I enjoyed your tip about not letting others have power over me. Well said! Something that I need to remind myself of! Thank you 🙂
@Evelyn Lim – Hi Evelyn! We do hurt ourselves the most quite often, and as a result, find it hard to forgive ourselves too. We do need that change of attitude, and that kind of release from perfectionism which you have discussed earlier in your blog 😉
Hi Joyce,
You sometimes when someone gets kind of testy with me or hypercritical I’m tempted to “shoot right back” with nasty cutting words of my own, but I’m learning to hold my tongue. I’m consciously focusing on rising above this sort of quick reaction and finding the place within me that sees that the person is hurt, wounded or scared about something in their lives and that’s why they say or do what they do. It’s not about me – that’s what I say to myself and then I take a few deep breaths and ask for guidance as to how to best respond in the situation from a place of love and compassion.
It’s not easy – inside I sometimes feel as if I’m broiling believe me! I do hope that with time I will learn to curb my reaction and turn off the emotional stomach twisting that I feel during these situations.
@Angela Artemis – Hi Angela! You’ve added a good point in there. Many times, when a person says bad things to us, it isn’t really about us, but about the personal issues of the person who is talking. Hurt people hurt people. It takes a lot of practice and consciousness to remember it whenever we’re in that difficult situation, but I do hope I could be better at it as times goes on.
Joyce,
I, too, have learned the hard way that I just don’t feel good if I lash out at people, no matter how much they “deserve” it. I find I feel much better when I bring a happy attitude and pleasant smile to my interactions in a day, no matter how “small” the interchange might be, at the bank, on the phone, in the grocery store. And like Evelyn says, I tend to get pleasanter responses back. I’ve also learned how to stay detached when others attack me, whether it’s justified or not. I know it’s due to their own inner demons, and I try to have compassion.

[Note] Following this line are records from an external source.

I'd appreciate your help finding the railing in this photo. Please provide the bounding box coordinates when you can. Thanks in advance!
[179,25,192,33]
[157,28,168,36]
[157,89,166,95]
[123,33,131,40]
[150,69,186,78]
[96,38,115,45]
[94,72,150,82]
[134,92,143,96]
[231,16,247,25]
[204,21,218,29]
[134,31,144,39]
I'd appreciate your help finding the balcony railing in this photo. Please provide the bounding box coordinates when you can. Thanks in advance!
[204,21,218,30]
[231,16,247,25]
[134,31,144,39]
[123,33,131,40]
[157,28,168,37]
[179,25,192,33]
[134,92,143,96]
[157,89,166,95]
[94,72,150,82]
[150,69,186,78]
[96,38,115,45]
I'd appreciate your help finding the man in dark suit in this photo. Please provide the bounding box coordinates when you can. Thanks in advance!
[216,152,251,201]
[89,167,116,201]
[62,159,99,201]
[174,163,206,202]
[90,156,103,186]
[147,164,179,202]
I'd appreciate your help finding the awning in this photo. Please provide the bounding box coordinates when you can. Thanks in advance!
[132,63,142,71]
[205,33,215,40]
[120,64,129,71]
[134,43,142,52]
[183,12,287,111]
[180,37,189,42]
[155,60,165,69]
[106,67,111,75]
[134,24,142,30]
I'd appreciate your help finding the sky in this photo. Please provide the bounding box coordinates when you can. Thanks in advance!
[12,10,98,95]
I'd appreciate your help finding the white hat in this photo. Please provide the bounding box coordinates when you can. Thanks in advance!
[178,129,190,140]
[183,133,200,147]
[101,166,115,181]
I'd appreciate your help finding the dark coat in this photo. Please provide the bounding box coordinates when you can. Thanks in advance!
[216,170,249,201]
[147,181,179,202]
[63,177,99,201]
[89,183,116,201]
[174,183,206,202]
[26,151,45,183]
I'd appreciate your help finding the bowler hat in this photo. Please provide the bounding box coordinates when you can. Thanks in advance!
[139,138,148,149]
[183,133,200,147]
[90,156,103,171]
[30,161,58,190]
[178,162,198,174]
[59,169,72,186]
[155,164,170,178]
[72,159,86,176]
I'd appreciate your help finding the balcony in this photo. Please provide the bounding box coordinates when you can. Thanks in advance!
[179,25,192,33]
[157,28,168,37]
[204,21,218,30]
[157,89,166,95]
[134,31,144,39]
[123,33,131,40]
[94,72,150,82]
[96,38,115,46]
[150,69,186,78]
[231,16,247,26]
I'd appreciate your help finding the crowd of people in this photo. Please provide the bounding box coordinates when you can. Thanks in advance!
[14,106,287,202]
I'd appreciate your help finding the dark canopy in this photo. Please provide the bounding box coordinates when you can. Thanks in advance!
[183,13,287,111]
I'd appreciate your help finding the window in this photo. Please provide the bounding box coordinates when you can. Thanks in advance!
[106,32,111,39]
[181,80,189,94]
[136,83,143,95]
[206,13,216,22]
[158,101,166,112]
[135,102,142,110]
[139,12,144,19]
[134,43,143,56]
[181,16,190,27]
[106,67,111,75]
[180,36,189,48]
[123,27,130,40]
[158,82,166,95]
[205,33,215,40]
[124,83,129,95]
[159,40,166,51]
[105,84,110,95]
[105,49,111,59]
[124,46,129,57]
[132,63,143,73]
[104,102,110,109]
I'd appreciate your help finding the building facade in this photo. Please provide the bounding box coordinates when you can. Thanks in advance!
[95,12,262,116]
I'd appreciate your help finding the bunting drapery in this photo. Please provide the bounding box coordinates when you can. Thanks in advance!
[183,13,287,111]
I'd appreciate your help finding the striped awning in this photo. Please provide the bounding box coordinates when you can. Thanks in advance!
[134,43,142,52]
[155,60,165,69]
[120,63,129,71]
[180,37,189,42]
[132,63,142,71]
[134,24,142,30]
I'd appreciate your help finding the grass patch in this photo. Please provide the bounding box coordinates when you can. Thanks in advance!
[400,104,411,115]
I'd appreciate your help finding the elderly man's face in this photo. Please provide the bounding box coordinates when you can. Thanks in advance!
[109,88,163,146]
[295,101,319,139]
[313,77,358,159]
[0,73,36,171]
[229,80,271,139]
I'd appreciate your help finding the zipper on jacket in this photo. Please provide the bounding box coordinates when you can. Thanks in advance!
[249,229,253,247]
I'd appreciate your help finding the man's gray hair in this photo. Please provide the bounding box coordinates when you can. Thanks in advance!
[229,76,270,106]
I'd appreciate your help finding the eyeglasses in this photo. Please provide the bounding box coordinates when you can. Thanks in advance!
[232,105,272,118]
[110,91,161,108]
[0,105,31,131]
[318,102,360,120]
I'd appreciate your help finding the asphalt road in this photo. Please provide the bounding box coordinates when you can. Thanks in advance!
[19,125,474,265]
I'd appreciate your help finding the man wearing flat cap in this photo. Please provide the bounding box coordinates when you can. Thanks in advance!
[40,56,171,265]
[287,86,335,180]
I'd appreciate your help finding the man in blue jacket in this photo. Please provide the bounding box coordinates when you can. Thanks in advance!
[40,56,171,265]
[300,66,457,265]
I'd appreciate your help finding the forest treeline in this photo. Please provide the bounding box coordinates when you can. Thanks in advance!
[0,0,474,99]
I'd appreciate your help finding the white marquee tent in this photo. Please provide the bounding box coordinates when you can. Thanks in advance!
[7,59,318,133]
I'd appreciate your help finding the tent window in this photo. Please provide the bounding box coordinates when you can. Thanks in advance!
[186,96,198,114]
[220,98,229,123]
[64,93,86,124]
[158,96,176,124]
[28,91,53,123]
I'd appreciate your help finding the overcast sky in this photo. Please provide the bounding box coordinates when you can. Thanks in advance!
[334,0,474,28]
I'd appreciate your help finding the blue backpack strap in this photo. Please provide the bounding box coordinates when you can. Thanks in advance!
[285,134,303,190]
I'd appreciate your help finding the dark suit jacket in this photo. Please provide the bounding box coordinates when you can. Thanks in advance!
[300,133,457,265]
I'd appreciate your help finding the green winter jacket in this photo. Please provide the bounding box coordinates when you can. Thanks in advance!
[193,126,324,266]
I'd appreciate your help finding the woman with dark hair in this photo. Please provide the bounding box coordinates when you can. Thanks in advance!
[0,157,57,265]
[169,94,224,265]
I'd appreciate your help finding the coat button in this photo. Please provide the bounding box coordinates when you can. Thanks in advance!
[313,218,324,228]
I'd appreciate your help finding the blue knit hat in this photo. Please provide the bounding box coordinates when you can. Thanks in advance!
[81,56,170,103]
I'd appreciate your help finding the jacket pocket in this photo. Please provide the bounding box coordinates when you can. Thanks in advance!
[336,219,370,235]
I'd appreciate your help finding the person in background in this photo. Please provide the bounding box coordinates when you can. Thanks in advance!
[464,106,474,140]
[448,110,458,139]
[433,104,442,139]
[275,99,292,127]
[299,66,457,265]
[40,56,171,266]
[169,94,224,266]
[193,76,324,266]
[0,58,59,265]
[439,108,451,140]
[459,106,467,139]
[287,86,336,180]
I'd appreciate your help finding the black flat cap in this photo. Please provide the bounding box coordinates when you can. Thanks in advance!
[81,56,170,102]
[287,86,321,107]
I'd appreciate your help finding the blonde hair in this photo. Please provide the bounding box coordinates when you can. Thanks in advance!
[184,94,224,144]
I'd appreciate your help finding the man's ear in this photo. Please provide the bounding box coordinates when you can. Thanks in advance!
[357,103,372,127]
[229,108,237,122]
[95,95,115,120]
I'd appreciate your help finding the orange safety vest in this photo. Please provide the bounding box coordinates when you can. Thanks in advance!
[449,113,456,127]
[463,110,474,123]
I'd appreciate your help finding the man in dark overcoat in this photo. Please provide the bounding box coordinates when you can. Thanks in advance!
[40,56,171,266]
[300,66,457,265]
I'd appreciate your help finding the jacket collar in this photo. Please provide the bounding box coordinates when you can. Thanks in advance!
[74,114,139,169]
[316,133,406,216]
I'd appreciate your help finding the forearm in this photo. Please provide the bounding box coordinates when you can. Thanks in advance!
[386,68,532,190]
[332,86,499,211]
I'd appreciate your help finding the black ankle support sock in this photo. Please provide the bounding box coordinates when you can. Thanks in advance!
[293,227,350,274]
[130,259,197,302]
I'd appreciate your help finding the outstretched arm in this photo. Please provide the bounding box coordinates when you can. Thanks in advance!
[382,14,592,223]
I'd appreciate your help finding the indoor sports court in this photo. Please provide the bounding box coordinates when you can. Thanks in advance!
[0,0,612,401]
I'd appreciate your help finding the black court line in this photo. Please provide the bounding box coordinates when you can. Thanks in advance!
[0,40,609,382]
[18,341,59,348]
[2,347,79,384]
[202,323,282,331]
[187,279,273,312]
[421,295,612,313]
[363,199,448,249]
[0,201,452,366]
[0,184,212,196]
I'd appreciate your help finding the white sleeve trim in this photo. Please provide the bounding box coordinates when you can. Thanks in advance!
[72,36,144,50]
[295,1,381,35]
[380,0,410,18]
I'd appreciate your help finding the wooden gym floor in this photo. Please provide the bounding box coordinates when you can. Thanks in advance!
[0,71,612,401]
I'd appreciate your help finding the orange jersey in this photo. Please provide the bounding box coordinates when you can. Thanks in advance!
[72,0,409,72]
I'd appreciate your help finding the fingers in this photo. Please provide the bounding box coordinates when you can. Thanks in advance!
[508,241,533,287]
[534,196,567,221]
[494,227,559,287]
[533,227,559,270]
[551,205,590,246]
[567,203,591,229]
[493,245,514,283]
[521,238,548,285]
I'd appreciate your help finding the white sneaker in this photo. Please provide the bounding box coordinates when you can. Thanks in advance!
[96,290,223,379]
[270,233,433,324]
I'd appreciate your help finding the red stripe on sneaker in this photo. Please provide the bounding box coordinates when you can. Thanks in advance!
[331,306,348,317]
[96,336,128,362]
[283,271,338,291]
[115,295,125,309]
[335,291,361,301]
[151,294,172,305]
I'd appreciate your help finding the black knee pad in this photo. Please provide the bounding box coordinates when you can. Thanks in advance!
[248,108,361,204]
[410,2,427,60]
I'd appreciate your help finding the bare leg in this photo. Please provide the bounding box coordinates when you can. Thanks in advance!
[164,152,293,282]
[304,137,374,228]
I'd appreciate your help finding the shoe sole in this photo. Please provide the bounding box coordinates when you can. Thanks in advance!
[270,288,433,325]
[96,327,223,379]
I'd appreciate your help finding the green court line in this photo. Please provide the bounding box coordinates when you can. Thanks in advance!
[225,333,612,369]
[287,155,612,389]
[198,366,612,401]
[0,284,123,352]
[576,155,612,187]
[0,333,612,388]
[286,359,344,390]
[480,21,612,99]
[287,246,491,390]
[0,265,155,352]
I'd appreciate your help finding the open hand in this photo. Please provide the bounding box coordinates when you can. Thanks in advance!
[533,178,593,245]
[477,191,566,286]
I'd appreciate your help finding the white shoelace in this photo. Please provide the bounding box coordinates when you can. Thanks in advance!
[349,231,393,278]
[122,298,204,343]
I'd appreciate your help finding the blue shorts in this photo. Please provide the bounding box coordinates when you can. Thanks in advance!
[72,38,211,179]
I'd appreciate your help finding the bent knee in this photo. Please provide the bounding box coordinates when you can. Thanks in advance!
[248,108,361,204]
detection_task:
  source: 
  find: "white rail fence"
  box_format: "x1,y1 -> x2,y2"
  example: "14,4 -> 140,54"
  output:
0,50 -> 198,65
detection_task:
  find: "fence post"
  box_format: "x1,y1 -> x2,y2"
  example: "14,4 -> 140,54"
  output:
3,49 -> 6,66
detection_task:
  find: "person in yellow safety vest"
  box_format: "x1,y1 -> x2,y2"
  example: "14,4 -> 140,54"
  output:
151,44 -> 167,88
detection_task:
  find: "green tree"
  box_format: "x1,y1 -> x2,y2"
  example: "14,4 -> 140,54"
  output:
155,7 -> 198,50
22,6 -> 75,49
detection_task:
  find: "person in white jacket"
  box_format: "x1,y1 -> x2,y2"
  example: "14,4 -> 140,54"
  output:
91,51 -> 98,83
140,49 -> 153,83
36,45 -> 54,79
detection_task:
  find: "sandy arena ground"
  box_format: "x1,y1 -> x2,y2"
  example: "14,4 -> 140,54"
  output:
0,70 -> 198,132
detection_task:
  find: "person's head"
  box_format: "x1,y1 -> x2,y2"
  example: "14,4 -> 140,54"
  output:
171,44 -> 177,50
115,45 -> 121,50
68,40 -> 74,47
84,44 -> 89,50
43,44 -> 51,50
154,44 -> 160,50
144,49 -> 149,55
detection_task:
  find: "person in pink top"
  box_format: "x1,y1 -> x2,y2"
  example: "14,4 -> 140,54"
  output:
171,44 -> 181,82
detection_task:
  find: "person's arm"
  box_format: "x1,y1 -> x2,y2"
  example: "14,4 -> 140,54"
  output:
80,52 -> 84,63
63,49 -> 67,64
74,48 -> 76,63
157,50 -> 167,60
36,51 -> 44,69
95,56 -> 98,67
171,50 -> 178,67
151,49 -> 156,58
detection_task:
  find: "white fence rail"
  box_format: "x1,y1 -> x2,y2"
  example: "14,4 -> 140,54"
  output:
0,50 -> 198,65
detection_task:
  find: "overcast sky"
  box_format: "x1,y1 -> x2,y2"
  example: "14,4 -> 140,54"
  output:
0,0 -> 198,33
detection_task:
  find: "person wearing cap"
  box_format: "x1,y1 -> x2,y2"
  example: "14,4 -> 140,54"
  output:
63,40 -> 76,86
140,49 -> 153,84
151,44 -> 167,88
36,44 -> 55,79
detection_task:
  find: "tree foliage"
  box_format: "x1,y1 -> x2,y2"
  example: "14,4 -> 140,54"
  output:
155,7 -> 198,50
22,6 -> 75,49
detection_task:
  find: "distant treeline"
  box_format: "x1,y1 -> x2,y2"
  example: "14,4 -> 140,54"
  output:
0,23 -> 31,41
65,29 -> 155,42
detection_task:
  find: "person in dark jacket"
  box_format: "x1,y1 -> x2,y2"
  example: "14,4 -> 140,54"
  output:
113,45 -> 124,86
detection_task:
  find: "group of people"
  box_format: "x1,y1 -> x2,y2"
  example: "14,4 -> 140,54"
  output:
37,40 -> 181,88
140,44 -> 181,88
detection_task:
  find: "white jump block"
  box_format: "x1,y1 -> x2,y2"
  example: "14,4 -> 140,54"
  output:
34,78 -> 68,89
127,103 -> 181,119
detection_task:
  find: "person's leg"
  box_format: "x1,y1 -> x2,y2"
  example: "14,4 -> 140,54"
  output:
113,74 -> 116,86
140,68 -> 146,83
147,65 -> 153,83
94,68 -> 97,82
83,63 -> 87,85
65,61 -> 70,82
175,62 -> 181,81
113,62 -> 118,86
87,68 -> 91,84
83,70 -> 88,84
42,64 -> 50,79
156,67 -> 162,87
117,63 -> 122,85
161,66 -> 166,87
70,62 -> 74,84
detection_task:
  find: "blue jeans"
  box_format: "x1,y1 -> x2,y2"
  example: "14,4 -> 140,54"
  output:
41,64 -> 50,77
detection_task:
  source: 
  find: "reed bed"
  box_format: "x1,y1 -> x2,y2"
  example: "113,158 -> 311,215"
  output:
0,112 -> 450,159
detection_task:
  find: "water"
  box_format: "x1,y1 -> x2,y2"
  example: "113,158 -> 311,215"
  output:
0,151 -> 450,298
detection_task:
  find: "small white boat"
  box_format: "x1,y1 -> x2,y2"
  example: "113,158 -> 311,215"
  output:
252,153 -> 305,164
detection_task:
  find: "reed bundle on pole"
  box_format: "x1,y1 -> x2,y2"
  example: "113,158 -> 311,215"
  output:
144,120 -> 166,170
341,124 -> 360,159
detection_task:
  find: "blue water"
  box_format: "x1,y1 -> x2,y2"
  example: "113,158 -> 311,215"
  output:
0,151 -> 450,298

I’ve just been re-reading A Little Princess by Frances Hodgson Burnett…Sarah Crewe is a model of forbearance and kindness in the face of adversity. I do admire strong character like that.
Best,
Linda
@Linda Wolf – Hi Linda! I’ve read your post at Powered by Intuition. I’ve also read your post about Personal Responsibility. And your reflections really relate to my realizations about owning our behavior and being responsible for our actions. You’re right when you mentioned that any resentment we feel towards others keeps us stuck as well. Detachment is indeed the KEY. 😉
Hi Joyce,
I love this sentence “No person should have that kind of power over me.” So very true in terms of relationships. We don’t want to give our power way. The behavior of others does not have to affect how we behave unless we let it. It’s totally up to us to choose how we feel and how we act regardless of what others have done. We can’t blame others for the choices we make in terms of our relationships or our behavior.
Thanks for this reminder. Loving blessings!
@Andrea – Blessings to you too, Andrea! May God keep us to be the best person we were truly destined to be, no matter what the situation is outside of us 😉
Hi Joyce! So true.. hurting back the person who hurt me does not give justice to my feelings it just add up to all the pain specially if once in your life you cared for that person. I choose so set my self free… free from all the negativities of the past. Let your peace and kindness kill them. And i always remember that God will renew me.